URBANA, Ill. – Even after the agricultural reforms of 2002-03, for wheat, rice, and pearl millet farmers in India, grain markets are still pretty sticky. Two University of Illinois economists analyzed infrastructure of interstate trade for food-grain crops in three Indian states and found that grain farmers are unable to cash in on India’s market reforms and take advantage of a price difference between two or more markets.
“We wanted to see if there was more integration in the markets since the 2002 reforms,” said Kathy Baylis. “We were surprised at how little integration we saw. Apparently there are still a lot of regulations in place. A lot of the wholesale markets are not open other than right around harvest. There is a strong incentive to sell at harvest because if you don’t you’d have to travel to Delhi or another major city. The ADM Institute for the Prevention of Postharvest Loss that provided the funding for this research is interested in storage, and what we found in India is that there was a huge disincentive to invest in on-farm storage because even if farmers could store their grain for six months or so, they wouldn’t be able to sell it then.”

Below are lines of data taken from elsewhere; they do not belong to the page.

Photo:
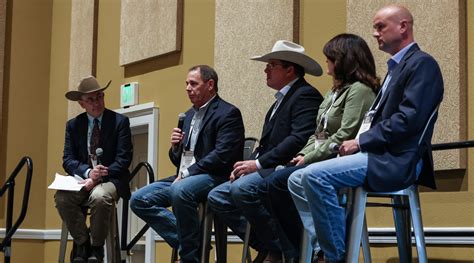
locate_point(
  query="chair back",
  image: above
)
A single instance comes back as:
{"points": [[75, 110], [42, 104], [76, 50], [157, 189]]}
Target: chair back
{"points": [[430, 123]]}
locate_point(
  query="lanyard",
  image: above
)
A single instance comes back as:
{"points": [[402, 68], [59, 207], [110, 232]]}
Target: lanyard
{"points": [[325, 115]]}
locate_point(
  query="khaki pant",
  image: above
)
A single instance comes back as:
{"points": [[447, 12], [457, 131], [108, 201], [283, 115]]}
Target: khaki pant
{"points": [[100, 200]]}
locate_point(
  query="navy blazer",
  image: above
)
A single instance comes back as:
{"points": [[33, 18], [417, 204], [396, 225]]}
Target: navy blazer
{"points": [[414, 92], [220, 142], [284, 135], [115, 140]]}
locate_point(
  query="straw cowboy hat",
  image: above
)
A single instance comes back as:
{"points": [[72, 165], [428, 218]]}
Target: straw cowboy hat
{"points": [[87, 85], [292, 52]]}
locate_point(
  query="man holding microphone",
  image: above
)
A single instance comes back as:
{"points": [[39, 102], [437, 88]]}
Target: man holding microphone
{"points": [[98, 148]]}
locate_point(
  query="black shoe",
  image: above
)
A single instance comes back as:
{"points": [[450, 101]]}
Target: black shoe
{"points": [[97, 255], [319, 257], [80, 253], [260, 257]]}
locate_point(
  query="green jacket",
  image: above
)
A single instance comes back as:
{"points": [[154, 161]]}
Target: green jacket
{"points": [[344, 119]]}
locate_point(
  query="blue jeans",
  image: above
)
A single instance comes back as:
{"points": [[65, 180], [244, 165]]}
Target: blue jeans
{"points": [[237, 201], [277, 200], [180, 228], [320, 183]]}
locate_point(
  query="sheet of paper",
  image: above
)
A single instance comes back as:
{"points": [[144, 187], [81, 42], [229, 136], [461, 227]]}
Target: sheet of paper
{"points": [[66, 182]]}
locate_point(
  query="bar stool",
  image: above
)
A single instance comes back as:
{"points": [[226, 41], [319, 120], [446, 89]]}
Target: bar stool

Baylis explained that, prior to the reforms of the early 2000s it was difficult in India to transport grain across state lines. The reforms made that easier and also expanded the number of people who could purchase and trade grain. Farmers used to have to go through a long, arduous process to become certified. The reforms eliminated some of those issues, but other problems still plague the system.
“Some people may think of this as only an engineering problem,” Baylis said, “where we just need to develop a really good place for them to store the grain. But if there isn’t an incentive to store grain to sell later and get a better price, the extra storage won’t help farm income.”
According to Baylis and her colleague Mindy Mallory, although India still needs some serious policy reform, small innovations could be facilitated to encourage more independent traders to get into the market.
“Anecdotally we heard that in places where there were more active traders, farmers were able to benefit from this market arbitrage potential,” Baylis said. “They weren’t stuck looking at their own local market. If they worked with a trader, they could keep an eye on what’s happening in the city and sell their grain two or three months after harvest.”
Baylis said that fruit and vegetable crops, which are highly perishable, tend to have less regulation than the grains and oilseeds. Because they don’t go through the government markets, traders are making investments to get the food from the farmer to the city.
“You have these parallel systems going on,” Baylis said. “One is regulated, very structured and not very efficient. One is unregulated and in some cases works well; in other cases, it is also a mess. For vegetable crops, if farmers don’t have those linkages, they really can’t sell perishable products. There’s a massive lack of cold storage in India, for example.”
As an economist, Baylis said that she studies how policy can create headaches for farmers and on the consumer end of the supply chain.
“Global food security is often seen as a production issue, but often it’s not just lack of water or access to the right seeds,” she said. “There has been evidence that major famines, weren’t due to a lack of food production, they occurred because you had all of these other institutional crises or economic crises.
“Some people on the outside look at the postharvest loss in India and say we need to develop a better mouse trap – to develop better storage. Our point is that although that’s a good thing, if you don’t have the right policy and economic incentives, the best mouse trap still won’t help.”
“Food Corporation of India and the Public Distribution System: Impacts on Market Integration in Wheat, Rice, and Pearl Millet,” co-authored by Mindy Mallory, was published in an issue of the Journal of Agribusiness.